Calculate the averages: groupBy(..).agg(avg(..))
Let's kick off the calculations, first we do the averages of x and y:
val a1 = sale_narrow_df.groupBy("shop","product").agg( avg("x"), avg("y") )
Result:
a1.orderBy("shop","product").show()
+----------+-------+------------------+------------------+
| shop|product| avg(x)| avg(y)|
+----------+-------+------------------+------------------+
| megamart| bread| 6.454545454545454|461.27272727272725|
| megamart| cheese| 6.4| 56.4|
| megamart| milk| 6.7| 27.9|
| megamart| nuts| 6.5|1341.6666666666667|
| megamart| razors| 6.909090909090909| 519.5454545454545|
| megamart| soap| 7.0| 8.0|
|superstore| bread|6.2727272727272725|398.72727272727275|
|superstore| cheese| 6.9| 56.4|
|superstore| milk| 7.3| 33.5|
|superstore| nuts| 6.5|1279.1666666666667|
|superstore| razors| 6.5| 352.3333333333333|
|superstore| soap| 6.0| 7.2|
+----------+-------+------------------+------------------+
Naming convention
When short name chosen for a dataframe starts with an 'a' (eg a1,a2,...) it's about an aggregate (ie at shop/product level), and when it starts with a 'd' (eg. d1,d2,..) it's about a detail (ie. at the lowest level: shop/product/month~unit)
Cosmetics
For the sake of this document: let's round off the above averages to retain just 4 digits after the decimal point, just to be able to fit more columns of data onto 1 row!

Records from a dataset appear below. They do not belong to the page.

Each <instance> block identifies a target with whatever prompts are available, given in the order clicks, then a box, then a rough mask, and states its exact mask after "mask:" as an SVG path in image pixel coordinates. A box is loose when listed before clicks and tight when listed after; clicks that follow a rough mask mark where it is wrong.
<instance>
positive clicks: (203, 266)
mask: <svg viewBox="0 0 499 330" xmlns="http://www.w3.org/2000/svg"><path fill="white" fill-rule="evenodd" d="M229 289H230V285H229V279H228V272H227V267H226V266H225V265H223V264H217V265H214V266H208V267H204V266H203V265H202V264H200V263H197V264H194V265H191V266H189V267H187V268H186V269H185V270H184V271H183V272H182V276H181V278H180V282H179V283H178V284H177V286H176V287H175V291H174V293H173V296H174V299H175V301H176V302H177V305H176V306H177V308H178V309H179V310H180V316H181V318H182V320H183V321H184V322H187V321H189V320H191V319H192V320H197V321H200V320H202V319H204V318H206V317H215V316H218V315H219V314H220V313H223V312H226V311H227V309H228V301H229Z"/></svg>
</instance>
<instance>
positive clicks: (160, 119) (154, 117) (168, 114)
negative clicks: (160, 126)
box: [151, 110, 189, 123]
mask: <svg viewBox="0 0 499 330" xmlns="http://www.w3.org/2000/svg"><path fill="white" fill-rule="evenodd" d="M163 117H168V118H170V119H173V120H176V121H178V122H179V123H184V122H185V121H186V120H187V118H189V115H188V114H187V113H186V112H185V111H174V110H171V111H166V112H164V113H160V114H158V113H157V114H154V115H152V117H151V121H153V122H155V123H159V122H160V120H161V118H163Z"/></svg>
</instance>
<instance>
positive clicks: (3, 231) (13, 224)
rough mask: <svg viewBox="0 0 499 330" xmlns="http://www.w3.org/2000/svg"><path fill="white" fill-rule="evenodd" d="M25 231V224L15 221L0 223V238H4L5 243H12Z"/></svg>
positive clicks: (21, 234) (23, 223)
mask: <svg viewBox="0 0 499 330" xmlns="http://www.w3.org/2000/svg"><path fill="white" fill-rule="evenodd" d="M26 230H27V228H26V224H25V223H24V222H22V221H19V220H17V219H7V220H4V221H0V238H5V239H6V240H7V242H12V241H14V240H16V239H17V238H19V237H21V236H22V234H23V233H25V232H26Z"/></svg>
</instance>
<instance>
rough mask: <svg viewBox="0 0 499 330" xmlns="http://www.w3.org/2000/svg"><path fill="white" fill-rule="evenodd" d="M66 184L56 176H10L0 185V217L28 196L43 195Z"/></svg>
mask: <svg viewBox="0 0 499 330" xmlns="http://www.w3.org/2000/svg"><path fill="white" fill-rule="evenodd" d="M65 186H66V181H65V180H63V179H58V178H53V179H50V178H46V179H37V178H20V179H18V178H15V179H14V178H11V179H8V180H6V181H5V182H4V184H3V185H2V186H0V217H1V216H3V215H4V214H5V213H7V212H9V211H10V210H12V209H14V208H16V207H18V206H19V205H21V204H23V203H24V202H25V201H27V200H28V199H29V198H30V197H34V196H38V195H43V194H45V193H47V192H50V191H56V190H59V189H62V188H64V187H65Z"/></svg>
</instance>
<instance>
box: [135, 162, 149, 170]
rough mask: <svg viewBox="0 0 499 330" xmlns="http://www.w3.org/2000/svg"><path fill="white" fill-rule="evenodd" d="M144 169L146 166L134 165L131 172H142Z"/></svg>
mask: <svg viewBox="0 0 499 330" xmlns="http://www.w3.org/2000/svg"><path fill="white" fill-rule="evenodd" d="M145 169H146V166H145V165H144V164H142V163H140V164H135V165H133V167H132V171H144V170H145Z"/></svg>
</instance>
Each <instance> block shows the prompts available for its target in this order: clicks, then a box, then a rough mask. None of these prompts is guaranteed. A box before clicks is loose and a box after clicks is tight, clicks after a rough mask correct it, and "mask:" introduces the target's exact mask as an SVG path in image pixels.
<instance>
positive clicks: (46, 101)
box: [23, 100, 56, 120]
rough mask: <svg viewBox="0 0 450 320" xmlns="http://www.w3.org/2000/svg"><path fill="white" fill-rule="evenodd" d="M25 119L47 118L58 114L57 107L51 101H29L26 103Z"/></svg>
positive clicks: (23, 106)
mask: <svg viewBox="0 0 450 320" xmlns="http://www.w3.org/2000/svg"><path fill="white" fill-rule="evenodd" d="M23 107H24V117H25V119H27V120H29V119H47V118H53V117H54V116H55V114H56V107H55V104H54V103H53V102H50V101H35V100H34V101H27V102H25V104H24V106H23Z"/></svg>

When concerned with precision, please skip this step.
User defined rounding function:
def udfRound = udf[Double,Double] { (x) => Math.floor( x*10000.0 + 0.5 )/10000.0 }
Round off:
val a2=a1.withColumn("avg_x", udfRound( a1("avg(x)") )).
withColumn("avg_y", udfRound( a1("avg(y)") )).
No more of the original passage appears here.